The court in favour of Amabhungane in paragraph 16 held that section 7(2) of the Constitution is very significant as it requires the state to “respect, protect, promote and fulfil the rights” contained in the Bill of Rights, starkly illustrating the duties on the state to oblige accordingly. The provisions of section 96, read together with section 2(1) of the Ethics Act, and taking into account the provisions of Article 7(3) of the United Nations Convention Against Corruption, confirm these obligations. Furthermore, Amabhungane submits that there are two added dimensions in the present case, namely the right to make political choices and to vote, section 19 of the Constitution and the right of access to information in section 32 of the Constitution. As held by this Court in the review judgment, the Code only requires disclosure where there is a personal benefit to the Minister, Deputy Minister or MEC. This partial disclosure obligation, contends Amabhungane, is manifestly insufficient to meet the relevant constitutional and statutory obligations as it permits members of the executive to avoid having to disclose by structuring their campaign funding in such a way that ultimately, the question is mostly about the source of the money and the party who benefits, personally or otherwise.

The structures through which the money flows and the walls that may be erected hardly matter. In the fight against corruption, it is the connection between the source and the beneficiary that matters, and the optics are just as important; therefore, disclosure of funding is essential. Broadly speaking, the court held that Amabhungane’s constitutional challenge before the Full Court was founded on the following central premises emerging from the Constitution that section 1(d) recognises that accountability, responsiveness and openness are the important core values of our democracy. The related constitutional need for ethical government is recognised in section 96, which requires the adoption of a code of ethics and which prohibits members of the executive arm of Government from exposing themselves to any situation involving the risk of a conflict between their official responsibilities and their private interests.

In summary, the Constitutional Court held that the Code falls short of constitutional and statutory dictates of transparency, accountability and openness. The exclusion from disclosure of donations for internal party elections undermines, or rather does not comply with, the Ethics Act and the conflict-of-interest regime that is essential to promote transparency and to deal with the pervasive corruption within different political parties.

Court’s Decision:

In this case, the constitutional Court ruled in favour of transparency. The court further stated that voters have a right to know who funds the political parties to prevent corruption and undue influence and bring a good sense of accountability among political parties.
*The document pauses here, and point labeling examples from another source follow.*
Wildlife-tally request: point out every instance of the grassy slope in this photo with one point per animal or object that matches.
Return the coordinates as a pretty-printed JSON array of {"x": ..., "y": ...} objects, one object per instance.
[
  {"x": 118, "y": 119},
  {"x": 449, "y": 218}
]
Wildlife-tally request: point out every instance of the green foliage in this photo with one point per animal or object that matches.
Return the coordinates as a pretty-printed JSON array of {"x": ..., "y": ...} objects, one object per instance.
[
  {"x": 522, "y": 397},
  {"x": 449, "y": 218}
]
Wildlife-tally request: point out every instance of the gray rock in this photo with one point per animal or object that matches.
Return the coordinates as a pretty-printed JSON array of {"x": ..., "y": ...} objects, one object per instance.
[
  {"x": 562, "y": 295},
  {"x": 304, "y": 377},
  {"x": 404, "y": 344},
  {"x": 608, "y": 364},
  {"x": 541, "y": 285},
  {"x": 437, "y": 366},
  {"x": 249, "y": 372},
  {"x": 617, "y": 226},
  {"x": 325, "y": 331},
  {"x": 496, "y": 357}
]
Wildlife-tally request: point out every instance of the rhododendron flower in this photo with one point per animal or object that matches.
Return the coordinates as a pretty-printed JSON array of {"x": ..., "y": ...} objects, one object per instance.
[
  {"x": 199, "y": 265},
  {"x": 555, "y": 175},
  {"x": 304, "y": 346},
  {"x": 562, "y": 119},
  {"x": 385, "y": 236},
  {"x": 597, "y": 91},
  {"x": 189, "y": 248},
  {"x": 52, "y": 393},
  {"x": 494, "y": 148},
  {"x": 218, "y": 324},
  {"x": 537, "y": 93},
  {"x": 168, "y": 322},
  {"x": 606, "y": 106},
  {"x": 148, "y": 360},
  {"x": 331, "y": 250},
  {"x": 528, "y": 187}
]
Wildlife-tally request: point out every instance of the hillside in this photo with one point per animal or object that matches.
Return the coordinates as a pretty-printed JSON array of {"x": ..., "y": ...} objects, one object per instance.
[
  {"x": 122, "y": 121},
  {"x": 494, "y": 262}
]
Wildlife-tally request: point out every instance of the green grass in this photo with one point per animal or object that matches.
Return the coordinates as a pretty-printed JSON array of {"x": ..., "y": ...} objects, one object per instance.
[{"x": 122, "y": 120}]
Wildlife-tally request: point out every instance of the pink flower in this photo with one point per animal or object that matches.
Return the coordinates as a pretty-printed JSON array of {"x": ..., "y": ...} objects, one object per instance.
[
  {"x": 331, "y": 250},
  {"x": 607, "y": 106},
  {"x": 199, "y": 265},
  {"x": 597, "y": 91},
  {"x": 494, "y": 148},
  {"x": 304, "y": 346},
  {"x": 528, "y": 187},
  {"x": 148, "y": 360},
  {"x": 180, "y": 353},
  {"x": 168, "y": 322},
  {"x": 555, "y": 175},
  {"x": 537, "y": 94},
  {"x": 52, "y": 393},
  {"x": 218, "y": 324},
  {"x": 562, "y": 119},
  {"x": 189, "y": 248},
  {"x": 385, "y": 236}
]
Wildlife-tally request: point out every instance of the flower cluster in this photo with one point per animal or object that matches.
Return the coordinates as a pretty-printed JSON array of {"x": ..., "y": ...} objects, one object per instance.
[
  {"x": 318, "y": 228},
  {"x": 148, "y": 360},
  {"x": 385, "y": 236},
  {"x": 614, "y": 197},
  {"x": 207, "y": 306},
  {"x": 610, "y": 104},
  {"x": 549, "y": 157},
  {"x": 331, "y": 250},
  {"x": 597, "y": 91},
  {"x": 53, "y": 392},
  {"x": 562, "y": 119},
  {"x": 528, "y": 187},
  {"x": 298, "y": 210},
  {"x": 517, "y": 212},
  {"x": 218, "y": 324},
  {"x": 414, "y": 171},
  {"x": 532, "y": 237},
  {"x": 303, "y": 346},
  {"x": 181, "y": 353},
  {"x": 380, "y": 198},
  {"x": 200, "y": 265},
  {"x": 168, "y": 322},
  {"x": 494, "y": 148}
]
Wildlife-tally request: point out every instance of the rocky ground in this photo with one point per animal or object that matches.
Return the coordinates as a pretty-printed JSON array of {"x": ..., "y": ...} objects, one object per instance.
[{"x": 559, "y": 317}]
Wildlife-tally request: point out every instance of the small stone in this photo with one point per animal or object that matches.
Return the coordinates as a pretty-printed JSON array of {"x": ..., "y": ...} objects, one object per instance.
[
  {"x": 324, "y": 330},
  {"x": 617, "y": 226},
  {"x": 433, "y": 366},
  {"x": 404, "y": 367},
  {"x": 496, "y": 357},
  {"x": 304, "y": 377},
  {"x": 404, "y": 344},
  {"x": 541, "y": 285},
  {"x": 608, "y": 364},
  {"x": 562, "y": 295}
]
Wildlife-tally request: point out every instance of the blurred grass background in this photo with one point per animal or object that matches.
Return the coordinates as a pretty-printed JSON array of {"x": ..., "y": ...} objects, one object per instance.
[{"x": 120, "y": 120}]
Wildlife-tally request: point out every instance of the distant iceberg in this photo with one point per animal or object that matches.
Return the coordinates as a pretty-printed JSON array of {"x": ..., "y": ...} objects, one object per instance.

Therefore, political parties and candidates should be required to disclose private funding sources. The court was in favour of the laws which stated that political parties must disclose financial gifts and donations they have received from all internal campaigns. These laws stated that not disclosing financial information or sources of funding by political parties will result in being inconsistent with the right of access to information of the South African people.

Bibliography

Case law:

  • Centre for Investigative Journalism NPC v President of the Republic of South Africa 2023 (5) BCLR 499 (CC) (20 September 2022)
  • My Vote Counts NPC v Minister of Justice and Correctional Services and Another 2018 (5) SA 380 CC.

Acts:

  • The Constitution of the Republic of South Africa, 1996.